> Does it really cost that much to maintain your own 20PB storage cluster?

If you think S3 = storage cluster than the answer is no.

If you think about S3 what it actually is: scalable, high throughput, low latency, reliable, durable, low operational overhead, high uptime, encrypted, distributed, replicated storage with multiple tier1 uplinks to the internet than the answer is yes.

>scalable, high throughput, low latency, reliable, durable, low operational overhead, high uptime, encrypted, distributed, replicated storage with multiple tier1 uplinks to the internet

If you need to tick all of those boxes for every single byte of 20PB worth of data, you are working on something very cool and unique. That's awesome.

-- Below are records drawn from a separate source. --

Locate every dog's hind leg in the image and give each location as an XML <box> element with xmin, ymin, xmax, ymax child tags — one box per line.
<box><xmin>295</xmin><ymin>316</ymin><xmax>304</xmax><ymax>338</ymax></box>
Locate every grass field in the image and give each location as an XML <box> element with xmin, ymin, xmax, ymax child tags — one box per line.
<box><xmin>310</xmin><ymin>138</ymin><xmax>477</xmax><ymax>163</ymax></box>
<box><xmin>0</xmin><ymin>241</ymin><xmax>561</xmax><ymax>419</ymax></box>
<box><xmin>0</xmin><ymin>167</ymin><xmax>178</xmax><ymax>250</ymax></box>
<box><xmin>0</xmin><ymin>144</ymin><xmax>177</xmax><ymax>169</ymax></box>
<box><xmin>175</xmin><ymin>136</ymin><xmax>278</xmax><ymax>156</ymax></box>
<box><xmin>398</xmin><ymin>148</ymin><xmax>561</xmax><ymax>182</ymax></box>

That said, most entities who have 20PB of data only need to tick a couple of those boxes, usually encryption/reliability. Most of their 20PB will get accessed at most once a year, from a predictable location (i.e. on-prem), with a good portion never accessed at all. Or if it is regularly accessed (with concomitant low latency/high throughput requirements), it almost certainly doesn't need to be globally distributed with tier1 access. For these entities, a storage cluster and/or tape system is good enough. The problem is that they naïvely default to using S3, mistakenly thinking it will be cheaper than what they could build themselves for the capabilities they actually need.